Decompose Slice Efficiently

Hello,
I'm currently trying to convert YUYV to YUV video by decomposing the slice from v4l2.
The &[u8] that I get is composed of 4-Byte-Blocks that are encoded like YUYV.
I want to split this slice into three (one for Ys, one for Us, one for Vs).
Currently, I'm doing:

fn main() {
  let buf: &[u8] = todo!();
  let y = buf.iter().step_by(2).copied().collect::<Vec<_>>();
  let u = buf.iter().skip(1).step_by(4).copied().collect::<Vec<_>>();
  let v = buf.iter().skip(3).step_by(4).copied().collect::<Vec<_>>();
  h264_encode(&y, &u, &v);
}

//Fixed, can't be changed (as it's part of a library)
fn h264_encode(y: &[u8], u: &[u8], v: &[u8]) {
  todo!()
}

As this code is executed on every frame, I'm wondering if there is a way I can improve the performance of this snippet.
Do you have an Idea to improve the performance of this snippet?

Thanks
pfzetto

Have you benchmarked that your code is too slow? The cost to copy ~4MB
(assuming a full HD camera) should be negligible.
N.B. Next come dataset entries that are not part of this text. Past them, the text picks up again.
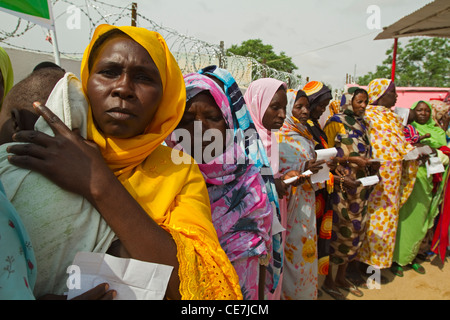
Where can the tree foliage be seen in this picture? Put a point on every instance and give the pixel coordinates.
(422, 62)
(264, 54)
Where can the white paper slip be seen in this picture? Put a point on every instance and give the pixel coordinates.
(132, 279)
(403, 113)
(424, 150)
(324, 173)
(307, 173)
(290, 180)
(369, 181)
(434, 165)
(412, 155)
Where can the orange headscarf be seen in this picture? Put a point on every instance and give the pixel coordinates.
(122, 155)
(174, 196)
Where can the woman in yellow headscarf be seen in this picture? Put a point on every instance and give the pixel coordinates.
(6, 74)
(397, 176)
(137, 96)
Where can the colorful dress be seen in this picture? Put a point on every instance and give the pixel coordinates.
(240, 208)
(397, 179)
(257, 98)
(254, 149)
(173, 194)
(349, 135)
(300, 276)
(417, 215)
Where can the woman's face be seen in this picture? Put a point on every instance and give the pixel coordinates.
(275, 114)
(389, 99)
(203, 108)
(124, 88)
(319, 109)
(300, 110)
(423, 113)
(359, 104)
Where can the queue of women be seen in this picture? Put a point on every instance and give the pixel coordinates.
(245, 219)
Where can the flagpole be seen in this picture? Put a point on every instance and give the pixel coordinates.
(55, 47)
(53, 35)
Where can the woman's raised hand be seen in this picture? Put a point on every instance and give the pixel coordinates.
(66, 159)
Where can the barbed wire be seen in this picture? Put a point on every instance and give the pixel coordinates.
(191, 53)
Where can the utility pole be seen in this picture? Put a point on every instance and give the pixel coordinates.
(133, 14)
(222, 55)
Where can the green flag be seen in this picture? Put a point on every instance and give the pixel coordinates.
(36, 11)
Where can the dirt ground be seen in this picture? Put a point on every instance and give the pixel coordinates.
(433, 285)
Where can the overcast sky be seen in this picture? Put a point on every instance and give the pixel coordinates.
(297, 27)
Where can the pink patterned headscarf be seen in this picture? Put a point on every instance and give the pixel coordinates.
(258, 97)
(240, 209)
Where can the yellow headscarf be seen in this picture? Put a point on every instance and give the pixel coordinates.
(174, 196)
(122, 155)
(7, 72)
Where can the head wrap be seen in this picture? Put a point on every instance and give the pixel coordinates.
(122, 155)
(7, 72)
(438, 137)
(258, 97)
(377, 88)
(316, 92)
(292, 126)
(439, 109)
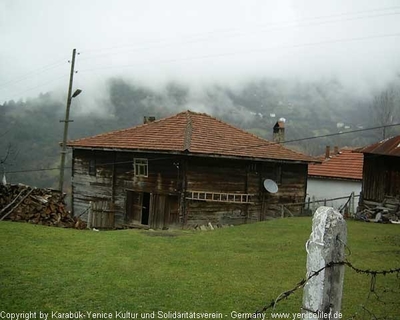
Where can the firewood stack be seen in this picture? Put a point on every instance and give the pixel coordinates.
(37, 206)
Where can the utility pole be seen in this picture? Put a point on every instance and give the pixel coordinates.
(66, 122)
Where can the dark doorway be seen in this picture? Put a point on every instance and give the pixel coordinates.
(145, 208)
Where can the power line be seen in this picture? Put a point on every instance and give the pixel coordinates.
(327, 42)
(32, 73)
(262, 26)
(233, 149)
(266, 142)
(237, 33)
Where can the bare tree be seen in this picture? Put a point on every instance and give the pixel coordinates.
(385, 108)
(7, 158)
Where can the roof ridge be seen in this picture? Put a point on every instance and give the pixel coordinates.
(264, 141)
(126, 129)
(188, 131)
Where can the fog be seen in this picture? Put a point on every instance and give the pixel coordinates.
(195, 43)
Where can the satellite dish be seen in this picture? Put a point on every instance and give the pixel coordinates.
(270, 186)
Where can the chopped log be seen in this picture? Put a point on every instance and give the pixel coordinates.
(35, 205)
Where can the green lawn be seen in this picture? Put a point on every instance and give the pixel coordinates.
(240, 268)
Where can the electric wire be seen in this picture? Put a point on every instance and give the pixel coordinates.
(265, 143)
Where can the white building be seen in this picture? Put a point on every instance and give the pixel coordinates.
(339, 174)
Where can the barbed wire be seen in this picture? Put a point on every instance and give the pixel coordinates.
(303, 282)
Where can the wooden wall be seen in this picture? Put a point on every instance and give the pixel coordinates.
(234, 176)
(381, 177)
(115, 176)
(171, 176)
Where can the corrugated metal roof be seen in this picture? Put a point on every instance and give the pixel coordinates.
(196, 133)
(344, 165)
(387, 147)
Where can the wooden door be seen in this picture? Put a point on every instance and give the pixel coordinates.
(134, 204)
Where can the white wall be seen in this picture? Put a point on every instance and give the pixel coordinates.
(330, 188)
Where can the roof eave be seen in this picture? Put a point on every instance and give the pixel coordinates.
(192, 154)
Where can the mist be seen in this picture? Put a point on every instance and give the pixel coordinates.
(197, 44)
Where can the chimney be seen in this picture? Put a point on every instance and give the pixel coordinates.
(279, 131)
(327, 152)
(148, 119)
(335, 150)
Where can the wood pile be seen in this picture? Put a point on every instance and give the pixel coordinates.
(386, 211)
(37, 206)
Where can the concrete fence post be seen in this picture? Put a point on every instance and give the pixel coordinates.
(322, 295)
(90, 216)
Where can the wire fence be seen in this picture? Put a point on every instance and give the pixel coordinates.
(387, 297)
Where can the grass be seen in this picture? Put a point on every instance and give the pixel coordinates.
(240, 268)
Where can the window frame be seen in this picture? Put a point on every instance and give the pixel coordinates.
(141, 167)
(92, 167)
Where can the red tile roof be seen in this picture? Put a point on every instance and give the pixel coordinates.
(344, 165)
(195, 133)
(387, 147)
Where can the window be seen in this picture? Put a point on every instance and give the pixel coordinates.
(92, 167)
(141, 167)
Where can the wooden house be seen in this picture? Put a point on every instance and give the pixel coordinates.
(336, 177)
(381, 174)
(185, 170)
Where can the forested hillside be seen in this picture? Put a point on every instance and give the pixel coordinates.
(30, 131)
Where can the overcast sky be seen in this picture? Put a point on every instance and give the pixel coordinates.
(195, 42)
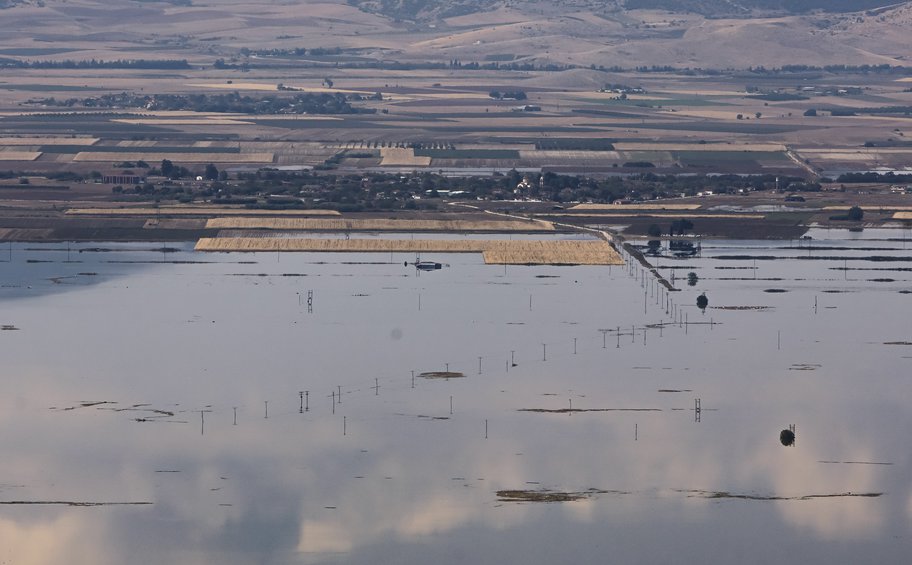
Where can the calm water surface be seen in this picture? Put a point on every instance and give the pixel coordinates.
(173, 379)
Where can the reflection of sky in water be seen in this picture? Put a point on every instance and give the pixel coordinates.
(408, 481)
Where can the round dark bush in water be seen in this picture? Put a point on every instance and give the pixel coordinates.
(787, 437)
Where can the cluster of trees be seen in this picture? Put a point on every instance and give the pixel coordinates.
(233, 102)
(507, 95)
(872, 177)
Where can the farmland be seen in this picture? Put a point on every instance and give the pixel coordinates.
(462, 98)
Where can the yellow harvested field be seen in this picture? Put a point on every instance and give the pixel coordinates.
(320, 224)
(297, 117)
(205, 120)
(237, 85)
(647, 146)
(402, 157)
(17, 141)
(709, 114)
(102, 157)
(649, 214)
(597, 252)
(19, 155)
(194, 211)
(558, 252)
(636, 207)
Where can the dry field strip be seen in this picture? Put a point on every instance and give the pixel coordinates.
(205, 121)
(36, 141)
(340, 224)
(500, 252)
(647, 146)
(898, 209)
(636, 207)
(194, 211)
(19, 155)
(104, 157)
(402, 157)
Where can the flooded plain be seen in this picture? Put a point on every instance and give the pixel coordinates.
(168, 405)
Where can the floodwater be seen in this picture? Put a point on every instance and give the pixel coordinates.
(153, 407)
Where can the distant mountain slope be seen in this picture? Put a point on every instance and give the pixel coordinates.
(423, 9)
(730, 7)
(438, 9)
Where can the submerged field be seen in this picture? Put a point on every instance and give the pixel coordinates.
(345, 406)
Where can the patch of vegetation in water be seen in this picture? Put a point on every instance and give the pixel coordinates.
(726, 494)
(442, 375)
(546, 495)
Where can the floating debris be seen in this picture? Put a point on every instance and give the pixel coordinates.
(573, 410)
(726, 494)
(442, 375)
(787, 437)
(545, 495)
(857, 462)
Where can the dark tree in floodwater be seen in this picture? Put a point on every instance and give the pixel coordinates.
(787, 437)
(702, 302)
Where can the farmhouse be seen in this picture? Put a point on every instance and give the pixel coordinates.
(122, 179)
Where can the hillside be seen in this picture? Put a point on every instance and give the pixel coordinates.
(716, 8)
(578, 33)
(415, 10)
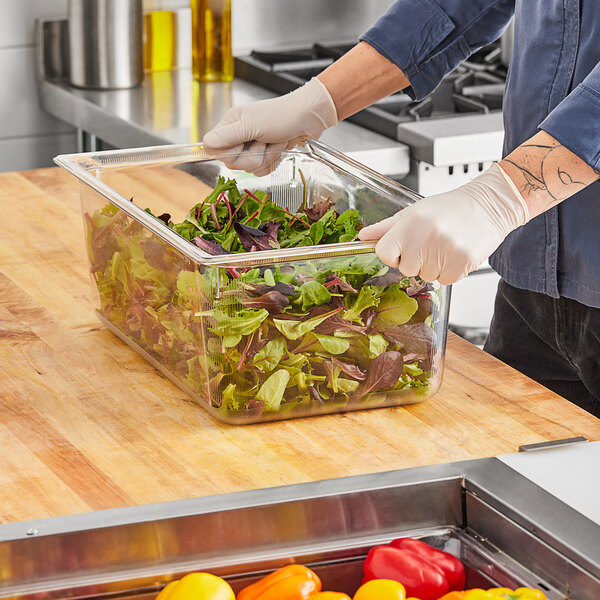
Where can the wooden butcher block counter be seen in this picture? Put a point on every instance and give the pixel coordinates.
(87, 424)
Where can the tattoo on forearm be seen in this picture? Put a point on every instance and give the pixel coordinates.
(543, 172)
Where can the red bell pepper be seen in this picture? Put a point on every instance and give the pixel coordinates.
(425, 572)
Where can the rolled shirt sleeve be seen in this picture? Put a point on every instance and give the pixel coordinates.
(575, 122)
(427, 39)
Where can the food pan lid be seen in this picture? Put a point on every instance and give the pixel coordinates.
(85, 166)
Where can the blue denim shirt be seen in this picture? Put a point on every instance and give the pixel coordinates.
(553, 84)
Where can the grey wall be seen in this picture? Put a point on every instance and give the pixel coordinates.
(29, 138)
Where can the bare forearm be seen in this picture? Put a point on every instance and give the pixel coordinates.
(361, 77)
(546, 173)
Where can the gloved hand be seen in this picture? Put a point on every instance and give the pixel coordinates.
(256, 134)
(448, 235)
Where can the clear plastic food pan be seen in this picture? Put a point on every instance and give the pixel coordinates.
(259, 336)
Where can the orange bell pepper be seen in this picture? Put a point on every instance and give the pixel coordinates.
(199, 586)
(380, 589)
(293, 582)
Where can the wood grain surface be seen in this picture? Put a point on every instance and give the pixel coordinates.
(86, 424)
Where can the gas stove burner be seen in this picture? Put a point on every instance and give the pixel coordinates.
(478, 90)
(476, 86)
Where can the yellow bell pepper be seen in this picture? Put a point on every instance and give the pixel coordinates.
(197, 586)
(381, 589)
(496, 594)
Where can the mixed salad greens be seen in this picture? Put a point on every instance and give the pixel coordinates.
(306, 336)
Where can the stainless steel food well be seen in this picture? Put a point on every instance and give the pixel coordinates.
(505, 529)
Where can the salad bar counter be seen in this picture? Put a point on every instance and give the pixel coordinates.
(506, 531)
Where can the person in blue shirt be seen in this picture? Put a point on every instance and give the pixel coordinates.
(537, 212)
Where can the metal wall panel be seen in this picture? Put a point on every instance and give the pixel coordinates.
(272, 23)
(18, 19)
(20, 111)
(19, 154)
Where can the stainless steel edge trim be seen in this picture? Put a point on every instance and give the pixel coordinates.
(234, 501)
(552, 521)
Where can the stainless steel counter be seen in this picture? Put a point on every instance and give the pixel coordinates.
(170, 107)
(506, 530)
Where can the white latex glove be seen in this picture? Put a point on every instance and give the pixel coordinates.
(446, 236)
(253, 136)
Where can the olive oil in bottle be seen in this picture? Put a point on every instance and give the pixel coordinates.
(159, 40)
(212, 58)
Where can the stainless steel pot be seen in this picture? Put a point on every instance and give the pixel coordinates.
(105, 43)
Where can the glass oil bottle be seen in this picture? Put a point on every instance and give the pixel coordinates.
(212, 58)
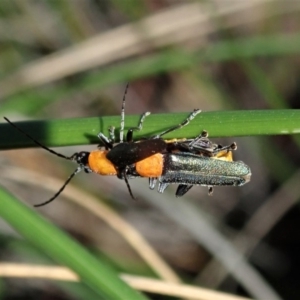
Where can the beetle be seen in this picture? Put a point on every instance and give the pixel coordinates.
(115, 159)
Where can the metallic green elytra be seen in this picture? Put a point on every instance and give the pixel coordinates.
(187, 169)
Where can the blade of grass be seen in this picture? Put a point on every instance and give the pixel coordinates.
(84, 130)
(57, 245)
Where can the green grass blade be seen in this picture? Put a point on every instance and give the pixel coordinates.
(61, 248)
(84, 130)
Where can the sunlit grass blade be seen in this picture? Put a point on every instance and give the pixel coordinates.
(64, 250)
(84, 130)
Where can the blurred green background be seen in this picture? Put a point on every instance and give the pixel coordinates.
(64, 59)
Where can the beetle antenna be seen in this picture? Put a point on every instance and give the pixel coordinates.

You might be interested in a library that abstracts this. The ndarray crate for example allows you to view a 2d-array as it's transpose: ArrayBase in ndarray - Rust

You'll need to benchmark it, but you might get better performance by iterating through buf only once instead of 3 times:

  assert!(buf.len() % 4 == 0);
  let mut yy = Vec::with_capacity(buf.len() / 2);
  let mut uu = Vec::with_capacity(buf.len() / 4);
  let mut vv = Vec::with_capacity(buf.len() / 4);

  // If the buffer length is always the same, the lines above can be done
  // during setup to avoid allocations during the hot loop.  

  let mut chunks = buf.chunks_exact(4);
  while let Some(&[y1, u, y2, v]) = chunks.next() {
      yy.push(y1);
      yy.push(y2);
      uu.push(u);
      vv.push(v);
  }
  
  h264_encode(&yy, &uu, &vv);
1 Like

Can also use nightly's array_chunks to make the match infallible.

1 Like

Rust doesn't support non-contiguous arrays, at least at this currently. This means that there is no performant way to do what you want. Either you eat the cost of copies, or, if you really need performance, you write your encoding function as a single pass over the initial slice, with explicit indexing. Ideally you write the loop via simd intrinsics, since autovectorization is usually not good enough for performance-critical number-crunching loops.

1 Like

You can try reusing allocations if you are processing more than one frame.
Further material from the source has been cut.